ペメックス(スペイン語: Petróleos Mexicanos, Pemex)は、メキシコに本社をおく国営石油企業。世界で10番目の売上を持つ石油企業である。
略歴
メキシコではアステカ時代からアスファルトやピッチを作っていた。1876年にはタンピコ近郊で初めてケロシンが発見された。1917年にメキシコ憲法が成立すると、メキシコ革命政府はメキシコに埋蔵される全ての鉱物資源の所有権を宣言し、イギリスのピアソンやアメリカのドヒーニー(英語版)の子会社を誘致して、商業的に成り立つ量の石油が取れるようになった。
1938年、メキシコの大統領ラサロ・カルデナスは石油関係労働者の待遇改善を理由に、外国資本の石油会社に給与と福利厚生の引き上げを要求した。3月18日、カルデナス大統領は憲法第27条を根拠に、アメリカと英国系オランダの石油会社が持つ全ての資源と施設の国有化を宣言し、Pemexを設立した。多くの外国の政府は、この報復措置としてメキシコの石油を市場から締め出した。この報復措置にもかかわらず、Pemexは当時ラテンアメリカ最大の企業、世界最大級の石油会社の1つとなり、メキシコが世界で5番目に大きな石油輸出地域になることとなった。
製品
Pemexは、メキシコでガソリンスタンドにガソリンを供給している唯一の組織である。
Pemexのガソリンの等級は「Magna」(スタンドでは緑のハンドル)と「Premium」(赤のハンドル)の2種類であり、「Magna」はレギュラーガソリン(オクタン価87の無鉛ガソリン)、「Premium」はハイオク(オクタン価92)である。以前には「Nova」と呼ばれる有鉛ガソリンがあったが、環境規制のため廃止された。
事故
主な油田
最近の状況
Latin Business Chronicleによると、Pemexは2009年からラテンアメリカ最大の企業ではなくなり、ペトロブラスに次いで2番目に大きな会社となった。
Pemexは多額の負債があるにもかかわらず、メキシコ政府に多額の税金を納めている。

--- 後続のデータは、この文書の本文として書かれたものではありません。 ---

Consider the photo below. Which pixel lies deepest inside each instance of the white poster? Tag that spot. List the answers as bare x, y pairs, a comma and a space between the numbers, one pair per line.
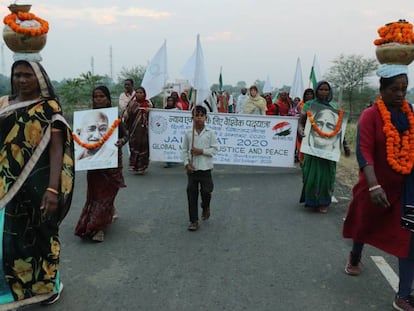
243, 139
96, 133
326, 119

例えば2004年は売り上げ557億ドルの内、61%の340億ドルが税に取られている[5]。これは、国有財産の権利使用料が税として課せられているためである。2005年、2006年には石油価格が高騰し、収入が予想よりも増えた。しかし、その利益も給与の支払いに回され、新油田の調査や設備投資をすることはできなかった[6]。設備が不十分なため、メキシコは原油生産国であるにもかかわらず、高価なガソリンを輸入している[7]。
Pemexの財務状況を改善するため、2004年、ビセンテ・フォックス・ケサーダ大統領はPemexが市民から個人投資を受けられるよう提案したが[8]、議会は2006年に税収が減ることを理由に反対した[9][10]。
2007年1月、ビセンテ・フォックスと同じ国民行動党に属するフェリペ・カルデロンが大統領となり、就任時に民間投資の窓口を開けることを表明した。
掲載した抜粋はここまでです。